The couple said helping out in the Philippines is a natural thing for them to do because they had virtually adopted the country as their second home.
They first came to help in 1990, when Jo’s brother, Ben, a priest who was assigned here, asked them to donate relief for the Baguio earthquake victims.
Since then, they have been sending donations to several provinces and now have some 150 scholars here. They established the HelpGood Center Foundation in 2001 so that they could more easily send assistance abroad and be able to receive funds.
The couple also love coming to the Philippines to soak up the sun, especially when the temperature drops in the Netherlands and the snow begins to blanket everything.
Their vacations here end up with them spending much of their time distributing the donations they brought, but Truus said it was actually a relaxing experience for them.
It’s not just the sun that is so heartwarming about the Philippines but the people, they said.
“We enjoy the hospitality of the Filipinos. They are very friendly. When they know you, they will treat you just like a family member. Wherever we go, we feel ourselves at home,” Jo said.
Truus actually dreads having to leave after their usual three- or four-month-long trips here.
“I enjoy it every time I’m here. When I leave the Philippines, when I’m in the airport, I feel bad,” she said.

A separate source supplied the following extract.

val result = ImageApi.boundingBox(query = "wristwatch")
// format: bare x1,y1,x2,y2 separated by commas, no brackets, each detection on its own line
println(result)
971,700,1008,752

The couple take their love for the Philippines back to the Netherlands. Truus makes sure to share the positive stories about their sojourn in the tropics.
Even then, the Philippines is never far from the couple’s minds.
Once a year, they host a Philippine Day, where a Filipino-language Mass is held, with a choir composed of Filipinos based in the Netherlands. Jo attends the event in his barong Tagalog.
Truus also uses the event to raise more funds for the Philippines. Once, she sold lumpia for 1 euro each, which were sold out in no time.
The logo of the foundation features the colors of the Philippine flag, and the same flag flies above their office in Heeten.
For the Schoorlemmers, being able to help the less fortunate is a blessing.
Many people their age don’t get the chance to do what they do, visiting so many places, meeting so many people and being given a chance to be of help.
“It’s a pleasure for us that we are able to help people. There are many people our age who are not capable of doing certain things,” Jo said.